According the Michigan School Privatization Survey 2010 published by the Mackinac Center, nearly half of Michigan school districts contract out with private companies to provide support services, such as food, custodial and transportation, saving the districts millions of dollars. In 1994, the Legislature decided that the best way to provide school districts with the necessary flexibility to explore these savings was to prohibit the discussion of privatization during contract negotiations. MCL 423.215(3) of Michigan’s Public Employment Relations Act enshrines privatization as an activity that cannot be bargained away. The Michigan Supreme Court interpreted this law to mean that no collective bargaining agreement can include a provision banning privatization.
This case arises from a blatant violation of MCL 423.215(3). In March 2010, Kent Intermediate School District and nine Kent County school districts (Byron Center, Comstock Park, Godfrey Lee, Godwin Heights, Grandville, Kenowa Hills, Lowell, Northview and Rockford) entered into a one-year agreement with the Kent County Education Association and its various local affiliates. This agreement contained a provision stating that no privatization of KCEA’s or its affiliates’ services would occur during the agreement. The provision states: “All districts agree not to privatize any KCEA/MEA unionized services for the life of this agreement.”

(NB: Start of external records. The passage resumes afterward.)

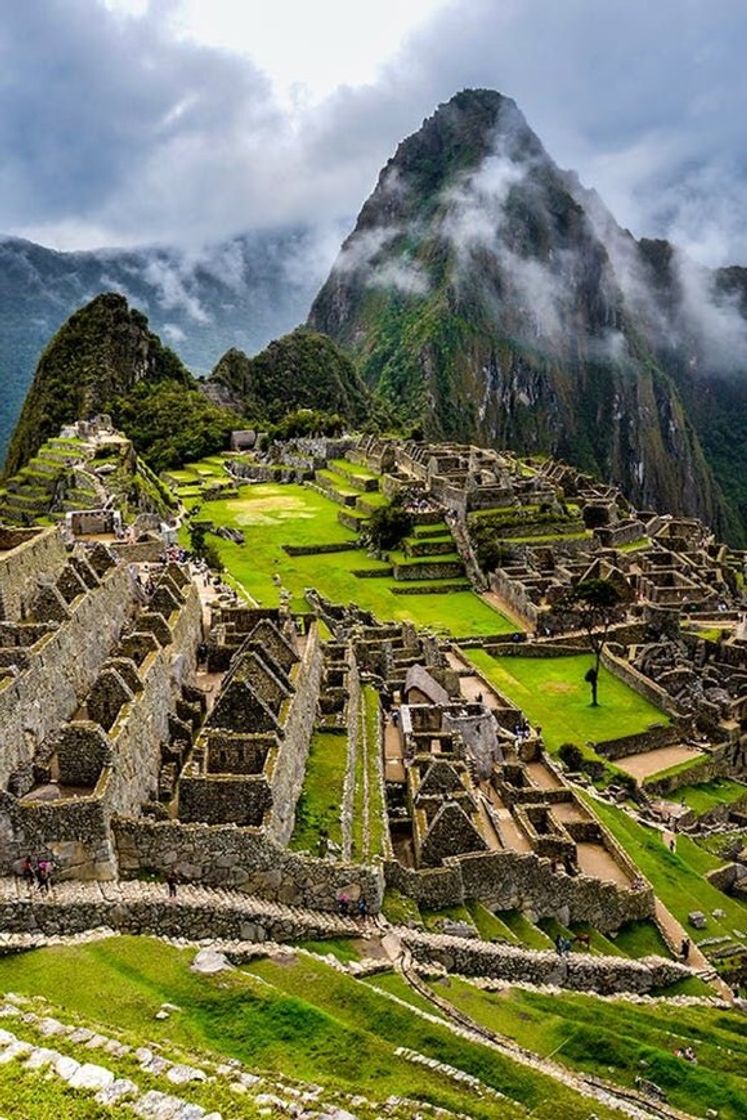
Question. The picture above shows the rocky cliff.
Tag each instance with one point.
(486, 292)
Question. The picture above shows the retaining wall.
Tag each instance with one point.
(62, 668)
(601, 974)
(30, 557)
(525, 882)
(225, 856)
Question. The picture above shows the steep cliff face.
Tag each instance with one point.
(484, 291)
(302, 370)
(101, 353)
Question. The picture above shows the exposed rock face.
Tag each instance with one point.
(103, 351)
(486, 294)
(302, 370)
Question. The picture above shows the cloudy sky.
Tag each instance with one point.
(185, 121)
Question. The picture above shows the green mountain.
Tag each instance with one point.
(485, 292)
(302, 370)
(106, 360)
(240, 292)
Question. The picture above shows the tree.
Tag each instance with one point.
(597, 603)
(202, 548)
(389, 525)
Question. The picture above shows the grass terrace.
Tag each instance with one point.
(708, 795)
(295, 1016)
(617, 1041)
(272, 515)
(553, 694)
(321, 794)
(369, 808)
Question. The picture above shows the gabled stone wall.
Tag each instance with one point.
(62, 666)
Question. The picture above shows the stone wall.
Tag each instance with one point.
(513, 880)
(640, 683)
(143, 724)
(30, 558)
(75, 831)
(515, 595)
(353, 721)
(626, 745)
(290, 765)
(719, 762)
(224, 798)
(62, 668)
(140, 552)
(195, 918)
(246, 859)
(579, 971)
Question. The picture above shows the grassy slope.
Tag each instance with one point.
(553, 693)
(321, 794)
(272, 515)
(677, 877)
(298, 1017)
(612, 1041)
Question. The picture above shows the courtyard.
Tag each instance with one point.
(553, 694)
(272, 515)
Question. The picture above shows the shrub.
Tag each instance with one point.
(389, 525)
(570, 756)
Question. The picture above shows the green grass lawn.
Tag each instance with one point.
(677, 877)
(321, 794)
(271, 515)
(618, 1041)
(553, 693)
(297, 1017)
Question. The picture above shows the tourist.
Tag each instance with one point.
(27, 871)
(43, 875)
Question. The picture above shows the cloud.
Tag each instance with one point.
(113, 130)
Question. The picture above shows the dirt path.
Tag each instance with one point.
(494, 600)
(674, 933)
(652, 762)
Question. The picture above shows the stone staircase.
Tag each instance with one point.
(157, 1081)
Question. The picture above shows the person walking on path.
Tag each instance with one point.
(44, 875)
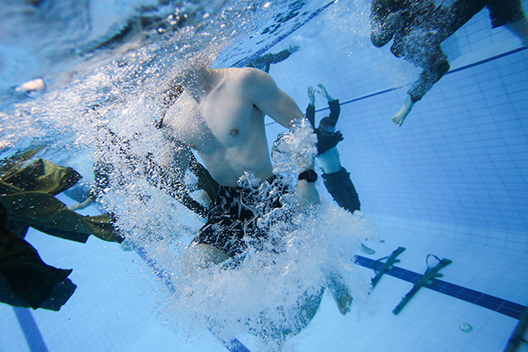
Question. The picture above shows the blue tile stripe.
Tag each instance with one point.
(366, 96)
(243, 62)
(30, 329)
(496, 304)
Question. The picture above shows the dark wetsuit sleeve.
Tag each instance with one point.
(335, 109)
(264, 62)
(381, 30)
(503, 12)
(310, 114)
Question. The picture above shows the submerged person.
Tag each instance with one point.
(264, 62)
(419, 27)
(336, 178)
(220, 114)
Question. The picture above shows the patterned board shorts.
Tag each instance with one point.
(233, 222)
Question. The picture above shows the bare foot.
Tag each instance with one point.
(402, 114)
(340, 292)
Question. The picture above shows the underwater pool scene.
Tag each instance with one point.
(419, 241)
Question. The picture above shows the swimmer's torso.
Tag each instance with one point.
(226, 129)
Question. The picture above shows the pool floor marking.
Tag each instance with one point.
(30, 329)
(499, 305)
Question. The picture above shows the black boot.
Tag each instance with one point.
(342, 190)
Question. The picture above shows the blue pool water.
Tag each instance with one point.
(452, 181)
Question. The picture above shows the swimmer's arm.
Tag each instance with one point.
(382, 23)
(263, 92)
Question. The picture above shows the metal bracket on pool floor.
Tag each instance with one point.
(387, 266)
(426, 280)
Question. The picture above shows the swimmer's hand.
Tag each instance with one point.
(402, 114)
(311, 95)
(82, 205)
(324, 92)
(306, 194)
(326, 140)
(293, 48)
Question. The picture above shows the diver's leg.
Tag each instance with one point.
(342, 189)
(330, 161)
(339, 290)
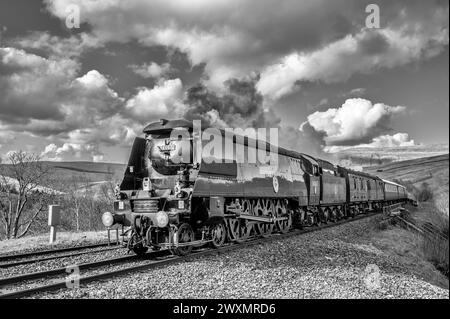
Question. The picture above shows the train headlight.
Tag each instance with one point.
(162, 219)
(107, 219)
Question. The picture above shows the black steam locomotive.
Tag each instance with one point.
(174, 196)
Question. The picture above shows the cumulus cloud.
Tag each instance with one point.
(163, 100)
(360, 53)
(52, 45)
(309, 40)
(70, 151)
(383, 141)
(45, 97)
(30, 84)
(152, 70)
(357, 121)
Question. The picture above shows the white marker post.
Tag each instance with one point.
(54, 218)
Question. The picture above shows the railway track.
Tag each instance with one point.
(37, 260)
(49, 252)
(149, 261)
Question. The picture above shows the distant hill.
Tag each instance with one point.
(94, 172)
(432, 170)
(368, 156)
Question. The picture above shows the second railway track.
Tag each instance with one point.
(149, 261)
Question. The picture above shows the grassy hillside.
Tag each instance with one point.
(432, 170)
(368, 156)
(95, 172)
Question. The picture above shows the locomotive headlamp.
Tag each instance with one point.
(107, 219)
(162, 219)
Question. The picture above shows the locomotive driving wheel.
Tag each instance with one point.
(184, 234)
(135, 243)
(218, 234)
(264, 210)
(238, 229)
(281, 211)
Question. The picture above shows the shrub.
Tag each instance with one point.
(435, 246)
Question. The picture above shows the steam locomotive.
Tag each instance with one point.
(174, 196)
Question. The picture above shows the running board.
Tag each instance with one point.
(270, 220)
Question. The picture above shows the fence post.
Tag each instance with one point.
(54, 218)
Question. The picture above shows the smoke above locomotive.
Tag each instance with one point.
(187, 186)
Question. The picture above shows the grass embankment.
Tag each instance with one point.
(427, 257)
(41, 242)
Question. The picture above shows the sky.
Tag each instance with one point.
(314, 69)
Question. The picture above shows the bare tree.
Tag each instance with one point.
(23, 192)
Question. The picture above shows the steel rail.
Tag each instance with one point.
(153, 264)
(32, 261)
(50, 251)
(62, 270)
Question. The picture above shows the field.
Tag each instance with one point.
(433, 171)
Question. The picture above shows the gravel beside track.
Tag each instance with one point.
(331, 263)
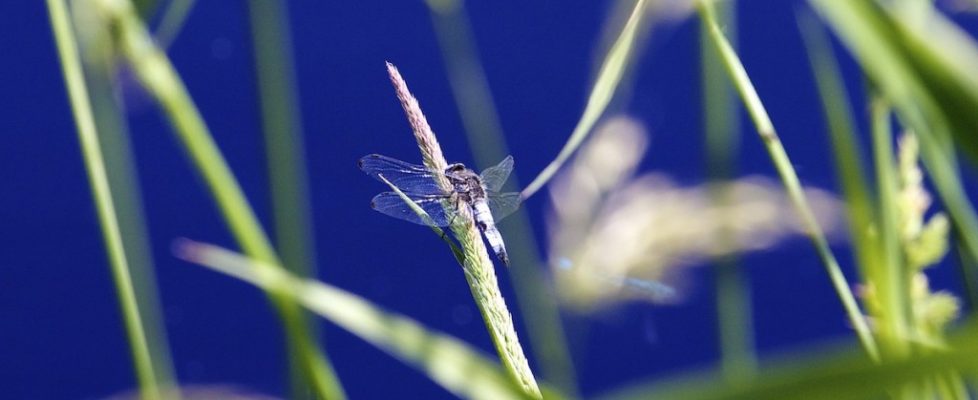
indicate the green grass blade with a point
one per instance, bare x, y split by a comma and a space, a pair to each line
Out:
842, 375
892, 286
722, 129
282, 129
102, 194
765, 128
449, 362
477, 266
160, 79
123, 181
171, 23
925, 78
846, 150
604, 88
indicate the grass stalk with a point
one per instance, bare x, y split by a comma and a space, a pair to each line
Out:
161, 80
477, 266
78, 95
892, 284
765, 129
449, 362
734, 316
282, 129
488, 144
846, 150
604, 89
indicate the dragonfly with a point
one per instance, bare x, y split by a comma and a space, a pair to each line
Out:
480, 192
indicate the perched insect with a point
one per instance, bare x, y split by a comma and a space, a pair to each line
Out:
469, 189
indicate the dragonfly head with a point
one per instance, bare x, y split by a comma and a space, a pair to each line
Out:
456, 167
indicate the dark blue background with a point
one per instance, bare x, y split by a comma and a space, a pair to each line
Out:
60, 330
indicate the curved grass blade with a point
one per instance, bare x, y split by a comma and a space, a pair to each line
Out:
765, 129
604, 88
78, 96
448, 361
842, 376
929, 80
159, 78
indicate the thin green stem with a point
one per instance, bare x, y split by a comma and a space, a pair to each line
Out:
604, 89
735, 319
765, 129
161, 80
487, 143
102, 195
477, 266
282, 129
891, 285
845, 148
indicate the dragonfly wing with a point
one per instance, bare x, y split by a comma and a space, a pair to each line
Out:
503, 204
393, 205
410, 178
494, 177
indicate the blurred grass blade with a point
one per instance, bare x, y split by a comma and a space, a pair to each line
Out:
929, 78
846, 151
284, 149
160, 79
488, 145
722, 130
765, 129
449, 362
126, 194
891, 285
841, 376
604, 88
102, 195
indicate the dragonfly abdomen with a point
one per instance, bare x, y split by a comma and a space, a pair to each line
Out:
483, 217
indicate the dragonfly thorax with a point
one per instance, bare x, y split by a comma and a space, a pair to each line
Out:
466, 183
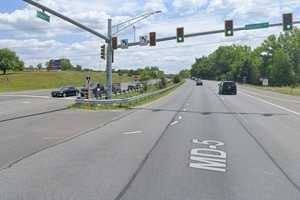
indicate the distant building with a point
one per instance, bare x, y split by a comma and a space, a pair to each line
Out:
55, 65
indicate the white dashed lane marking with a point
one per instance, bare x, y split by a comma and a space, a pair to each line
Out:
173, 123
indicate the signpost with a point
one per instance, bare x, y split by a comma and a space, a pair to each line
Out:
257, 26
143, 40
42, 15
124, 44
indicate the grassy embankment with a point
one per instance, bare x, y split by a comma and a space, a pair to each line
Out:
143, 101
282, 90
47, 80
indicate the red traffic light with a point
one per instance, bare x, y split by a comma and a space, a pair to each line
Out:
152, 37
228, 28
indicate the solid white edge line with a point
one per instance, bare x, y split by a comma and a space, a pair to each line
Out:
132, 132
275, 98
173, 123
272, 104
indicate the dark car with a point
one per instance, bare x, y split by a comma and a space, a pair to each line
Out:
227, 87
199, 82
65, 92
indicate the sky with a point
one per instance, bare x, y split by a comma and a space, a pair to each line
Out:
37, 41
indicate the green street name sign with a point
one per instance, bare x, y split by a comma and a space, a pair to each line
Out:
257, 26
43, 16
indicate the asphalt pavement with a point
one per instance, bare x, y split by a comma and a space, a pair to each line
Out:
191, 144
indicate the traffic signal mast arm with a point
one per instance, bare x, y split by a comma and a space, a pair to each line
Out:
205, 33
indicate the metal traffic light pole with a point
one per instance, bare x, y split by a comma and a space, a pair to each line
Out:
109, 60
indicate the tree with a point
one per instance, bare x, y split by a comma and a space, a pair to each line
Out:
281, 72
10, 61
185, 73
176, 79
39, 66
78, 68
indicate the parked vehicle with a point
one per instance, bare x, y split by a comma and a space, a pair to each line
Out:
227, 87
199, 82
65, 92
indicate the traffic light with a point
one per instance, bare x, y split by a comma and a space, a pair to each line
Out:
287, 22
152, 37
103, 52
180, 35
228, 28
115, 43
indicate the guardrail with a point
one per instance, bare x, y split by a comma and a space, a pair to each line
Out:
125, 100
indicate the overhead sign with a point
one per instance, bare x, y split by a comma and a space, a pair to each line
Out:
124, 44
144, 40
43, 16
257, 26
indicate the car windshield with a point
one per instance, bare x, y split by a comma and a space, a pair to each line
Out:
227, 84
149, 100
65, 88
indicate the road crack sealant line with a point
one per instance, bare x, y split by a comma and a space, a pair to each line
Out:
249, 133
33, 115
141, 165
67, 139
11, 164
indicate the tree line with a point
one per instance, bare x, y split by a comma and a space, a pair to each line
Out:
277, 59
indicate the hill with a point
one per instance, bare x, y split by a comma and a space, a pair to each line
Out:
47, 80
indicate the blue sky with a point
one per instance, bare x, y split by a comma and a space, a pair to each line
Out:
37, 41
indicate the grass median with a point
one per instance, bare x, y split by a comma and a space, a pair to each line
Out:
142, 101
281, 90
21, 81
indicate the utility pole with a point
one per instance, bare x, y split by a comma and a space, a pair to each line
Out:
109, 60
134, 34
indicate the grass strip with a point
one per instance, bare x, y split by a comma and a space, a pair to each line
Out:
145, 100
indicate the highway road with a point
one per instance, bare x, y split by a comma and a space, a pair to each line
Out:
192, 144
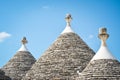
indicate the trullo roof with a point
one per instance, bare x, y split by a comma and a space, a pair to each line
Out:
2, 76
21, 62
63, 58
103, 66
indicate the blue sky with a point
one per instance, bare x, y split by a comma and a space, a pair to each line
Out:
42, 21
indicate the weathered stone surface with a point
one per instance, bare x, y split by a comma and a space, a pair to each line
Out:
17, 67
2, 76
63, 58
103, 69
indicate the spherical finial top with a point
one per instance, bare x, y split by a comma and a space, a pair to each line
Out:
68, 18
24, 41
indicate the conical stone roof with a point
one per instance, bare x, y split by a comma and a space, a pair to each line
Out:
103, 66
21, 62
2, 76
63, 58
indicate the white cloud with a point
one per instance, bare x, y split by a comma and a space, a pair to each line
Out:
45, 7
91, 36
4, 35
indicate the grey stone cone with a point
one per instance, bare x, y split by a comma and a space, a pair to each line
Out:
17, 67
62, 59
104, 69
3, 76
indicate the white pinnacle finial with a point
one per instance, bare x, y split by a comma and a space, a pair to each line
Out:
103, 52
68, 19
23, 47
68, 29
103, 36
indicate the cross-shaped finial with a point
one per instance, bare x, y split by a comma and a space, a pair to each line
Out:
24, 41
103, 35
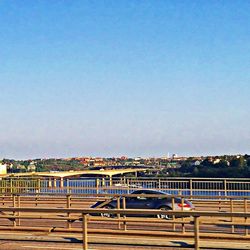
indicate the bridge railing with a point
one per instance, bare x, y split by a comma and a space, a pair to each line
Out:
190, 226
185, 186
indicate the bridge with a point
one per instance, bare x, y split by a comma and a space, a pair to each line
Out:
36, 212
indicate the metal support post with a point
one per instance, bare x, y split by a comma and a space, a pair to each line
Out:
196, 233
84, 232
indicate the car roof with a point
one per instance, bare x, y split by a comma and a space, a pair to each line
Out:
146, 191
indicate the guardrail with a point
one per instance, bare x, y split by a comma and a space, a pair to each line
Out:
220, 204
195, 221
185, 186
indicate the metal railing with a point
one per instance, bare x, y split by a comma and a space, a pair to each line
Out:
185, 186
221, 204
195, 221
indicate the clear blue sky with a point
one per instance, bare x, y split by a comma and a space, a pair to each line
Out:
135, 78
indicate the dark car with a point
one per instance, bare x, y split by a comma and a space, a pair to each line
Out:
142, 202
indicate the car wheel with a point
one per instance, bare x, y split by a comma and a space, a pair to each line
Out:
107, 215
165, 216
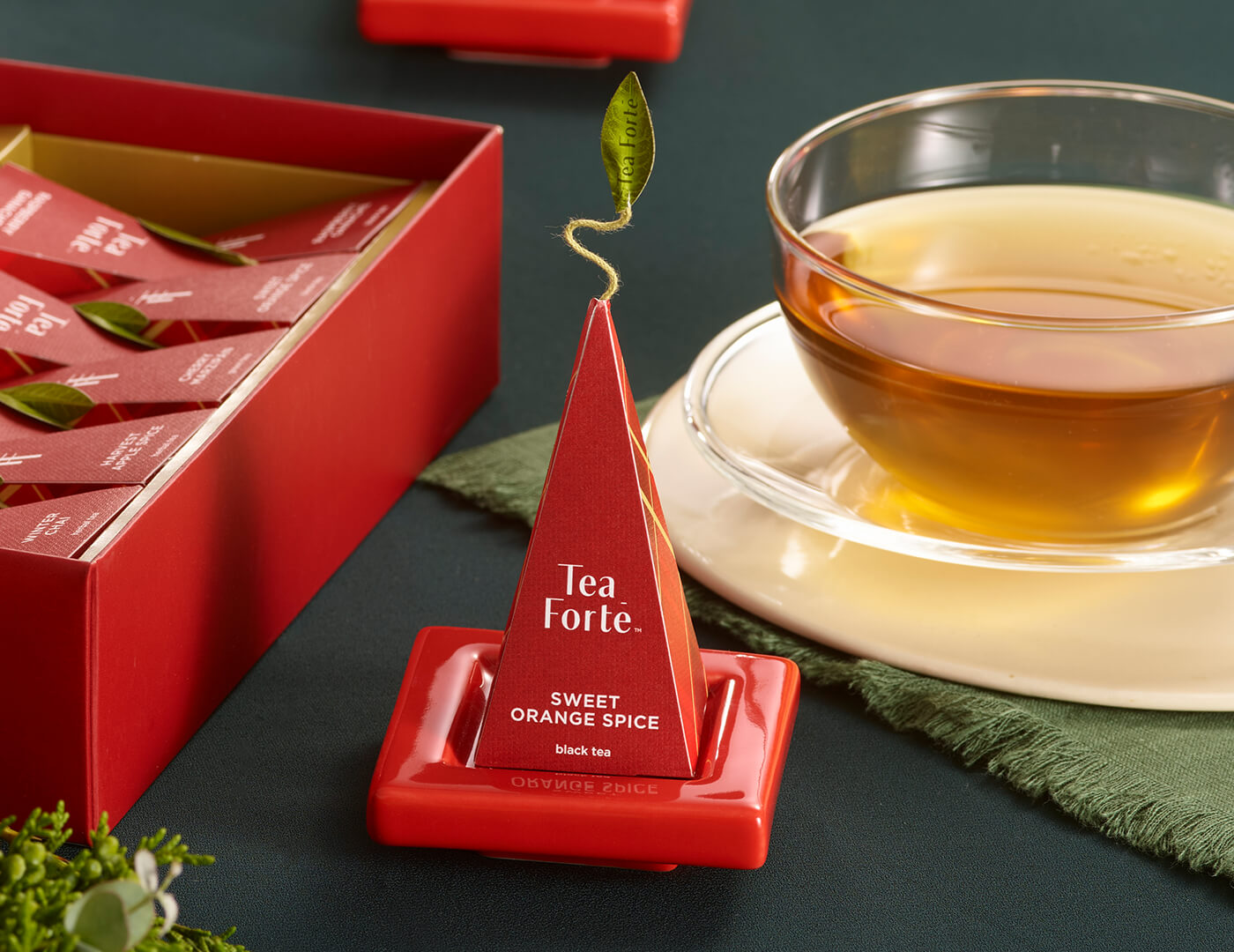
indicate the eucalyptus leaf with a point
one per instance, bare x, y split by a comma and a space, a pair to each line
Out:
193, 241
119, 319
627, 144
56, 404
111, 917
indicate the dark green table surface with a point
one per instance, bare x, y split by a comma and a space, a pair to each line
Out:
880, 841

In a March 19 Michigan Capitol Confidential article, Kent ISD’s legal counsel, Coni Sullivan, admitted that the privatization provision is illegal:
Coni Sullivan, assistant superintendent for human resources and legal services for Kent ISD, said both the school districts and bargaining units understood that the no-privatization clause was unenforceable.
“We can put that provision in there, but it is not enforceable,” Sullivan said. “The districts knew it was unenforceable. The MEA knew it was unenforceable.”
Sullivan said it was inserted “in the spirit of collaboration.”
In a recent issue of its “MEA Voices” newsletter, the Michigan Education Association highlighted the “unorthodox” contract, which it says included concessions in return for “promises the districts will not outsource the jobs of support professionals.”
The no-privatization clause expires with the rest of the agreement in March 2011. Since the unions and the school districts are clearly violating PERA, the MCLF’s goal is to challenge the no-privatization clause. While this was supposed to be a limited, one-year agreement, there will be strong economic and political pressure to include this in later contracts. Absent a public or legal challenge, this temporary agreement will likely become permanent, hamstringing future boards and harming students.
Our clients — Chris Jurrians, Lila Deline, Thomas Norton, Rina Sala-Baker and Gail Schuiling — were five Kent County taxpayers. They sued Kent public schools for misusing taxpayer money by illegally prohibiting savings options. By agreeing to this illegal arrangement, the combined districts are closing the door on an estimated $6.9 million in savings (using state per-pupil averages). At a time when schools are cutting programs due to budget shortfalls, privatization offers tangible benefits.
The case as dismissed for a lack of standing by the Kent County Circuit Court, and the Mackinac Center Legal Foundation ultimately decided not to appeal the ruling. However in the following years many of the districts changed their collective bargaining language to more closely resemble the Mackinac Center Legal Foundation’s ideal language.